Round numbers like 10, 20, 50, 100 and 1,000 tend to be important in the psychology of where the accumulation & distribution zones are located. Buyers will often purchase large amounts of a financial asset once the price starts to fall toward a major round number such as $100, which makes it more difficult for the shares of that asset to fall below the level. On the other hand, sellers start to sell off a stock as it moves towards a round number peak, making it difficult to move past this upper level as well. It is the increased buying and selling pressure at these levels that makes them important points of accumulation & distribution, and in many cases, major psychological points as well.
The accumulation & distribution zones created by psychological levels aren’t necessarily the strongest levels and can’t guarantee those psychological levels are worth marking out on the chart. All of the zones marked on the chart are found on the chart and the chart only. The market makers are very good at creating the random walk in the market and understand that we understand these price movements, so they make it difficult for us on purpose. That is why I don’t mark out psychological levels based off the psychology, and solely base all of my levels based on what i’m given on the charts.

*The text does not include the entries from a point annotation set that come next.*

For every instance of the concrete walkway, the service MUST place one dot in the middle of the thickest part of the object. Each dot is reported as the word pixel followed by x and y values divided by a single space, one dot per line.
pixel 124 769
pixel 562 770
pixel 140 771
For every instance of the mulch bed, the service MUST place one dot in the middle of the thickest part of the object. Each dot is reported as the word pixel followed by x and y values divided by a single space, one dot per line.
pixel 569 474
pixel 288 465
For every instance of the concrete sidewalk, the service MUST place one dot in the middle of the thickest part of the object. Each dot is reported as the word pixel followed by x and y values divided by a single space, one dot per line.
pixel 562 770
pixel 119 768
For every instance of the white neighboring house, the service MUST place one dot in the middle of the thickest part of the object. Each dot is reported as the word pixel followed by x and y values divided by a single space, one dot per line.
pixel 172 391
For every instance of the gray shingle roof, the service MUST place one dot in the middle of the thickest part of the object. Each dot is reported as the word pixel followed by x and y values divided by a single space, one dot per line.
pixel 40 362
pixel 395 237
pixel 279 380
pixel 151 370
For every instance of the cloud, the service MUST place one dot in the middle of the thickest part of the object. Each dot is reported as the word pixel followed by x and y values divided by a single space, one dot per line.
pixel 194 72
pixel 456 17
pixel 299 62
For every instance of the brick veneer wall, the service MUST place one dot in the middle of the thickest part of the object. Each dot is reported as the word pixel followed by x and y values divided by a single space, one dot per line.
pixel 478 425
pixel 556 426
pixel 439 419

The Importance of Accumulation & Distribution
Just like support and resistance levels in technical analysis, accumulation and distribution are important tools and often referred to as the backbone of technical analysis, because it can be used to make trading decisions and identify when a trend is reversing. For example, if a trader identifies an important distribution zone that has been tested several times but never broken, he or she may decide to take profits as the financial instrument moves toward this point because it is increasingly less likely that it will move past this level.
Accumulation and distribution zones both test and confirm trends and need to be monitored by anyone who uses technical analysis. It is important to note, however, that a break beyond an accumulation or distribution zone does not always indicate a reversal in the trend.